ぎぎぎぎぃぐぐぐぇぇぐぎぎ・・・・・
まるで傷のついたテープを無理やり再生するように、彼の記憶は巻き戻される。
ぎぎぎぃぃぃぐぐぐぎぎぎ・・・・・
しばらくすると、胸の内からは歌声が聞こえ出した。
La
LaLaLa・・・・・
幼い声。拙い音。
それは彼にとってだれよりも愛しい少女の歌声だった。
歌詞を考え出す知識は乏しくて、少女は喋ることよりもただ歌うことを好んだ。
彼はそんな彼女の音が、何よりも好きだった。
彼に耳と呼ばれるものはないから、胸で直接聴くのだ。
La
LaLaLa・・・・・
彼の頭の灯りは、もう灯らない。
明かりを必要とする「だれか」は、この世には存在しないから。
彼の話を聴くことのできた少女は、とうの昔に死んでしまった。
別に突然の病で亡くなったのではない。
彼女は愛する人に囲まれて、何不自由することなく長寿をまっとうしたらしい。
彼は待っていた。

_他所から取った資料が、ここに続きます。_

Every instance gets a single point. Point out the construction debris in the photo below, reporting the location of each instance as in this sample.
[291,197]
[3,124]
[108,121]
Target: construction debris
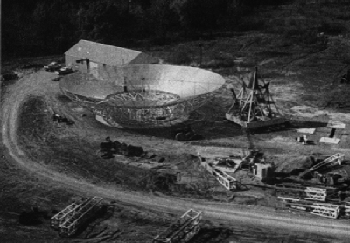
[70,219]
[254,107]
[182,230]
[306,130]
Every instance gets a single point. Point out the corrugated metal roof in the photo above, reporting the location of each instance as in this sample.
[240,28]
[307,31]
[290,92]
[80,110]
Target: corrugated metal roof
[108,54]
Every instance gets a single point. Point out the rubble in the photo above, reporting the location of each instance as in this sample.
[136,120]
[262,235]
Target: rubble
[70,219]
[182,230]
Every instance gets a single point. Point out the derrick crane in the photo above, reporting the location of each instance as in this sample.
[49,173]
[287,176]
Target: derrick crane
[254,106]
[326,210]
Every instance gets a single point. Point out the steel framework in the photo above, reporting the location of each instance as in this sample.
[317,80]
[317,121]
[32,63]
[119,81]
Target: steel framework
[183,230]
[70,219]
[326,210]
[335,159]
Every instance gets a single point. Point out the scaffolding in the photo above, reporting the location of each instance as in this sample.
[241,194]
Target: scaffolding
[307,193]
[70,219]
[317,194]
[182,230]
[326,210]
[333,160]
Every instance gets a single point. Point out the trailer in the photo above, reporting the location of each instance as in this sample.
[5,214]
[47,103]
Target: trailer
[182,230]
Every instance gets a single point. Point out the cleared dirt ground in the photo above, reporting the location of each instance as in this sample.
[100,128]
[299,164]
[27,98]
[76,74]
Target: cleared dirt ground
[60,163]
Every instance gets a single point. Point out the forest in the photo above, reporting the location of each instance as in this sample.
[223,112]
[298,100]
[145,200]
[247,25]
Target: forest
[41,27]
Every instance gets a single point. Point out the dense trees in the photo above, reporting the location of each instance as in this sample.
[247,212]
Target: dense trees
[41,27]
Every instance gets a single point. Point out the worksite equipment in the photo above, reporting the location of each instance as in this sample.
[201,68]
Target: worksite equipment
[182,230]
[254,107]
[70,219]
[303,192]
[331,161]
[327,210]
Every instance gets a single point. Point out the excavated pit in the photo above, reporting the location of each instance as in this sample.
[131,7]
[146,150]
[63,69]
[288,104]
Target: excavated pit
[145,95]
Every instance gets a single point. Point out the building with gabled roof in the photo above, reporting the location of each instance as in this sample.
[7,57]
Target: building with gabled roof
[89,57]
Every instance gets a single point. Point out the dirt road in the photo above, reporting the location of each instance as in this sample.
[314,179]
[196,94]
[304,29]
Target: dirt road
[40,84]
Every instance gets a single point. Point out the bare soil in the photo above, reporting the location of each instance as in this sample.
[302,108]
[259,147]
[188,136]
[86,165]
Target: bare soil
[71,152]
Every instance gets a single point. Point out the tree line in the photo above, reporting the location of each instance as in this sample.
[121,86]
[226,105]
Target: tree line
[41,27]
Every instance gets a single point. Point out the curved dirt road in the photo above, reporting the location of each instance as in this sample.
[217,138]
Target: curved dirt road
[40,84]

彼女の言葉を。忽然と姿を消した、彼女との約束を果たすべく・・・・
「あなたはだあれ?」
少女はふわりと舞い降りた。
彼は少女の問いに何も返すことができなかった。
彼女だった。ずっと、ずっと待っていた、彼女だった。
彼は少女をぼんやりと見つめ返した。
彼は言葉を送ることはできる。でも、そうしなかった。
頭の灯りがもう一度熱を取り戻したかのように、キリリっときしんだ。
「ポエットはね、ポエットっていうの。あなたのお名前は?」
彼の頭の前で、膝を抱えながら羽根を動かす。
少女の眼は好奇心でいっぱいだった。
ポエット、ポエット、ポエット・・・・・
果たして、少女はそんな名前だったろうか?
天使になって帰ってきてくれた少女。
彼の最も愛すべき他人。
時間があまりにも経ち過ぎていた。
少女が本当にあのときの少女だったのか、記憶がもやに包まれるがごとく、白く霞んでいたのだ。
ぎぎぎぃぃぎぎぐぎぎぎぃぃぃ・・・・・
「 」
記憶をいくら巻き戻しても、少女と交わした約束は思い出せなかった。
彼の頭には、目も鼻も口も耳も、何もない。
あるのはただの薄いガラスだけ。だれかに道を諭すための灯りだけ。
もし、彼に目があったなら、ガラスの目玉は水の皮膜に覆われたのだろう。
少女はこの世からだけではなく、彼の中からも存在を消そうとしていた。
La
LaLaLa・・・・・
彼は必死で、彼女の歌声にしがみついた。
いくら腕を伸ばしても届かない。それでも、この歌声が聴こえるかぎりは・・・・・
「名前はないの?」
天使の少女は反応のない彼に、ほんのちょっと首を傾いだ。頭上のわっかがふわりと揺らぐ。
「ねえ、それなら歌は好き?ポエットは大好きなの!」
少女は嬉しそうにそう話しかけると、彼の答えを待たずに空気を震わせはじめた。
La
LaLaLa・・・・・
幼い声。拙い音。
それは確かに少女のそれと酷似していた。
でも、彼女は少女ではない。彼は確信した。
それでも、よかったのだ。
「歌は好き?」
あのときの少女の声。
蘇った記憶の砂粒。約束はまだ思い出せない。
それでも、いいのだ。
ぎぎぎぃぃぐぐぎぎぎ・・・・
重いとびらを押し開けるように。その向こうに一筋の光が差した。
「 キ リ コ 」
自分の名前。押し込めていた記憶の一つ。
天使の少女は目を真ん丸くし、はちみつ色の髪を揺らして顔いっぱいの笑みを返した。